The risk is not that you’ll fail technically, but that you’ll deliver something accurate and irrelevant. The shift here is simple, but uncomfortable:

Ask the question that reframes the problem — even if you don’t yet know where it will lead.

Because long-term client relationships are built not on perfect execution, but on the experience of being truly understood.


4. Trying to Fix Instead of Understanding


Many high-performing professionals are excellent problem-solvers — and paradoxically, that’s exactly what can get in the way. When you listen with the intention to fix, your attention quietly shifts: instead of fully hearing the person in front of you, you start scanning for something else — a familiar pattern you recognize, a solution you can quickly apply, the fastest path to resolution.


And in that moment, something subtle happens. You move ahead of the client. You’re already closer to the answer than they are — and as a result, you stop truly hearing them.


In consulting and leadership, this creates two very different trajectories. When you focus on fixing, you solve the immediate issue but often create a dependency. When you focus on understanding, you build the client’s ability to think, decide, and act independently — and that’s what actually scales beyond the conversation.


The role is not to provide answers faster. It’s to create conditions where better answers can emerge.

What Actually Changes Listening


Most listening frameworks focus on techniques. But in practice, the real shift isn’t technical — it’s internal. Listening starts to change the moment you stop trying to prove something in the conversation.

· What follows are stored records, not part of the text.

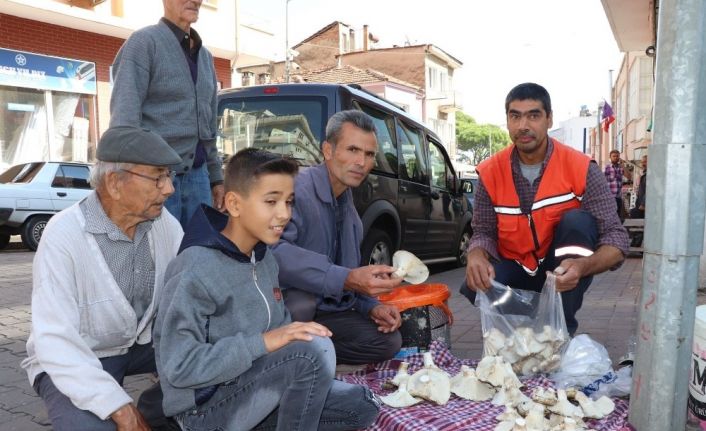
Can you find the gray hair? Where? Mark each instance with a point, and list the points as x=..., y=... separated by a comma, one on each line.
x=100, y=169
x=357, y=118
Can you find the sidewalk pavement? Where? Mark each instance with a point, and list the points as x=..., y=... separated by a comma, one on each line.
x=609, y=316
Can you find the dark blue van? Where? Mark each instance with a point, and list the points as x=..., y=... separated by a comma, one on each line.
x=412, y=199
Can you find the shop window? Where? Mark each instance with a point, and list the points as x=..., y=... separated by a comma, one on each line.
x=23, y=126
x=72, y=176
x=38, y=125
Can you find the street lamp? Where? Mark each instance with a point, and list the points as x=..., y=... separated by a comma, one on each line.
x=286, y=40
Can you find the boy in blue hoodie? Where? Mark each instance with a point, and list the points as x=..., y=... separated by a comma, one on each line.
x=228, y=355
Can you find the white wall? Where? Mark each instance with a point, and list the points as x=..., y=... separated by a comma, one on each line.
x=571, y=132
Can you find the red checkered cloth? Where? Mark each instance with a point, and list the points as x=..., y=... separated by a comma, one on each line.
x=458, y=413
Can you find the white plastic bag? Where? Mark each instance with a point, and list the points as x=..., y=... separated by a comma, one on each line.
x=584, y=361
x=612, y=384
x=526, y=328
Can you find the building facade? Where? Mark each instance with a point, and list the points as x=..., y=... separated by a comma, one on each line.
x=339, y=45
x=55, y=68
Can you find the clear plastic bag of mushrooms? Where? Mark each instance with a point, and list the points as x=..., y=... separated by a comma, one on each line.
x=527, y=329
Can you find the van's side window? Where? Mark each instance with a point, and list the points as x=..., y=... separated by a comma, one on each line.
x=414, y=159
x=386, y=159
x=441, y=175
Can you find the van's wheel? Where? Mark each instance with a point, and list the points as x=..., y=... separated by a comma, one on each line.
x=462, y=251
x=4, y=241
x=376, y=249
x=32, y=231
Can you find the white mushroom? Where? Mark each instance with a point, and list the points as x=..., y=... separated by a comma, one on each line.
x=595, y=409
x=520, y=425
x=400, y=398
x=550, y=364
x=546, y=396
x=493, y=370
x=466, y=385
x=509, y=394
x=430, y=382
x=509, y=414
x=409, y=267
x=493, y=340
x=535, y=419
x=564, y=407
x=402, y=375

Because as soon as your attention moves toward how you’re being perceived — whether you sound competent enough, whether you’re being liked, whether you have the answer ready — you’re no longer fully present with what’s actually being said. And that has a direct impact on decision quality.


The paradox is simple:

the less you need to perform in the conversation, the more useful you become in it.

That’s when clients begin to say what they actually think — not the polished version, not the “safe” version, but the real one. And that’s where the work actually begins.


A Question Worth Sitting With


The difference between a productive conversation and a performative one is rarely obvious in the moment — but it shows up clearly in hindsight, if you know where to look.


So look back at your last few important conversations ans ask yourself:

Where were you trying to understand — and where were you trying to prove something? And what did that cost the outcome?